LNPs are clinically relevant delivery vehicles for mRNA. While intramuscular vaccines and systemic mRNA drugs that target hepatocytes are already in the clinic, delivery to other tissues remains an important challenge. Given the increasing research on mRNA-LNP therapies for oncology [3, 37, 38], identifying LNPs with reduced off-target delivery could be important. To maximize tumor delivery while minimizing liver delivery, we performed two iterative, high-throughput in vivo screens in mice inoculated with different HNSCC tumor models. This direct in vivo approach identified LNP^HNSCC, a novel LNP. Notably, when we evaluated LNP^HNSCC against LNP^First, the winner of the first screen with the highest tumor delivery but also highest liver delivery, the results were consistent with the barcode data: high FaDu transfection was maintained while significantly reducing liver transfection. Even though LNP^HNSCC reduced liver delivery in vivo, we found evidence for the importance of considering the spleen. These data provide one line of evidence that future barcoding screens could efficiently identify LNPs with improved on- and off-target delivery ratios.

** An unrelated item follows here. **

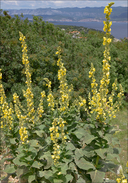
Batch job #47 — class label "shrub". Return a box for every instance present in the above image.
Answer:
[0,3,127,183]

It is important to recognize several limitations of this work. First, we screened and confirmed LNP^HNSCC in mice, which may exhibit delivery profiles different from non-human primates and humans [28]. Second, our screens were performed using DNA barcodes only, which may not represent functional mRNA delivery. Third, we did not identify the molecular mechanism driving LNP delivery into the human cancer cells, or extracellular drug interactions with the heterogeneous tumor microenvironment [39-41], or the effects of immune system competency in systemic delivery of LNPs to solid tumors; this may require more complex datasets that combine delivery and RNA sequencing [42-44] and immunocompetent preclinical cancer models [45]. Fourth, the hydrodynamic diameter of LNP^HNSCC was inconsistent at times. Future work will be needed to optimize the consistency of the formulation as well as the robustness of relationships between LNP diameter and delivery. Despite these limitations, we believe the approach described here supports future efforts to more efficiently identify LNPs that can reach solid tumors while minimizing off-target delivery to the liver.